Hello people!
I hope you are doing well... Sometimes when we work with unstructured data the only way to visualize correlations is using the stats command, and only at this point we can " give some structure" to the data. There are some instances in which I find myself in need of creating a new variable using the current information in the stats command
Lets suppose I have this stats and it gives me the following (mind you that TAG1 and TAG2 come from different events/logs/indices)
code
| stats list(TAG1) as TAG1 list(TAG2) as TAG2 list(HOTEL) as HOTE list(REVIEW) as REVIEW count(eval(TAG1=="X01")) as total_tag1(X01) by CLIENT
result
CLIENT | TAG1 | total_tag1(X01) | TAG2 | HOTEL | REVIEW |
ANA | X01 | 2 | X05 X09 | GRANT-P HOLLIZ | 5 3 |
LUKE | X01 | 1 | X05 | HOLLIZ | 5 |
ALEX | X01 | 1 | X05 | UTI | 3 |
at this point this stats command is the only way for me to visualize the correlation or "interaction" between TAG1 and TAG2 due to the fact that they come from different logs so... what if I wanted to create a variable named CHAIN thats just TAG1 and TAG2 joined by a "-" and after that have a count by CLIENT of the combination "X01-X05" so that in the previous table I could see for ANA the column total"X01-X05" to be equal to 1?
Thank you everyone!
Kindly,
Cindy
When the event is indexed, it will be given a timestamp.
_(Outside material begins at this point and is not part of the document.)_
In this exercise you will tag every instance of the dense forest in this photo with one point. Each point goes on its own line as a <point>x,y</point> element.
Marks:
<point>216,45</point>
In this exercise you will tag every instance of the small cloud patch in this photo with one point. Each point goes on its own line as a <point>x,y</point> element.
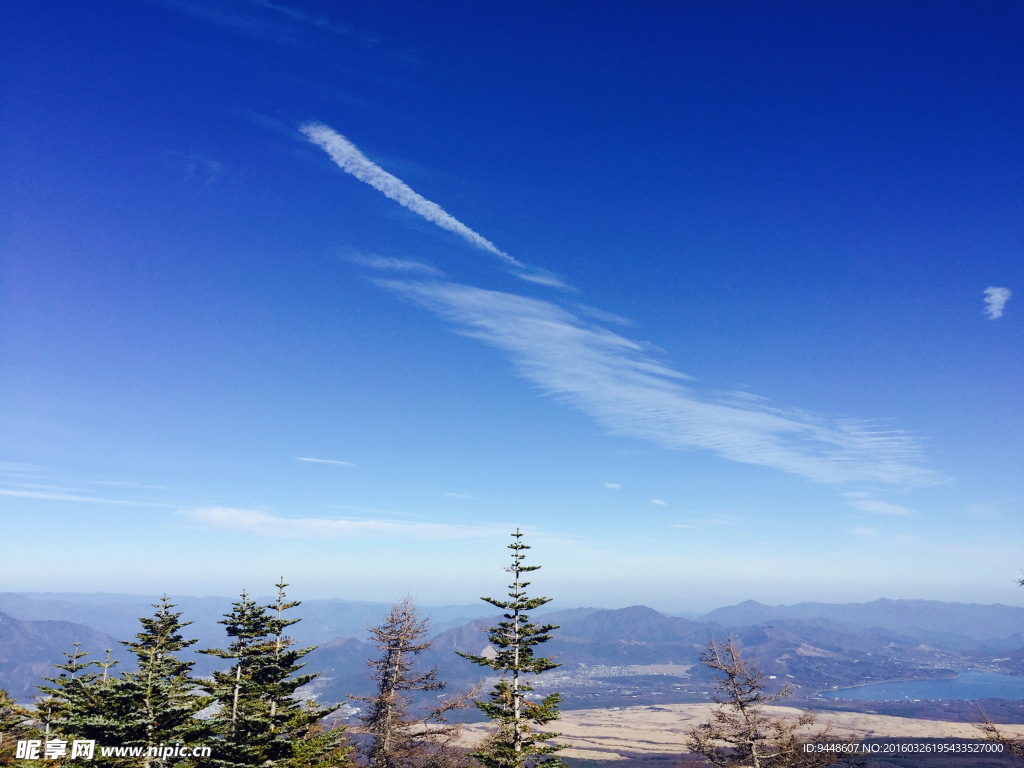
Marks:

This is either the time it was indexed or splunk will try and work out a suitable value from the data, although this is usually assisted by some configuration for each sourcetype; the assumption being that each sourcetype represents a different format of data, so can be parsed to extract interesting fields e.g. timestamps. If you just do a search on your index, you will see the timestamps associated with each event. The timestamp is available in a special field called _time. So, you could do something like the following to search both your indexes and drag the latest TAG1 value down to the following TAG2 event.
(index="Hotel_stay" code="TAG1" AND CLIENT=* AND review=*) OR (index="Hotel_comp_pack_adult" code="TAG2" AND CLIENT=*)
| sort CLIENT _time
| eval TAG1_time=if(code=="TAG1",_time,null)
| streamstats latest(TAG1_time) as TAG1_time by CLIENT
| stats list(*) as * by CLIENT TAG1_time
Are you guaranteed to have the same number of entries in the multi-value fields e.g. your example shows 2 for TAG1, TAG2, HOTEL and REVIEW for ANA?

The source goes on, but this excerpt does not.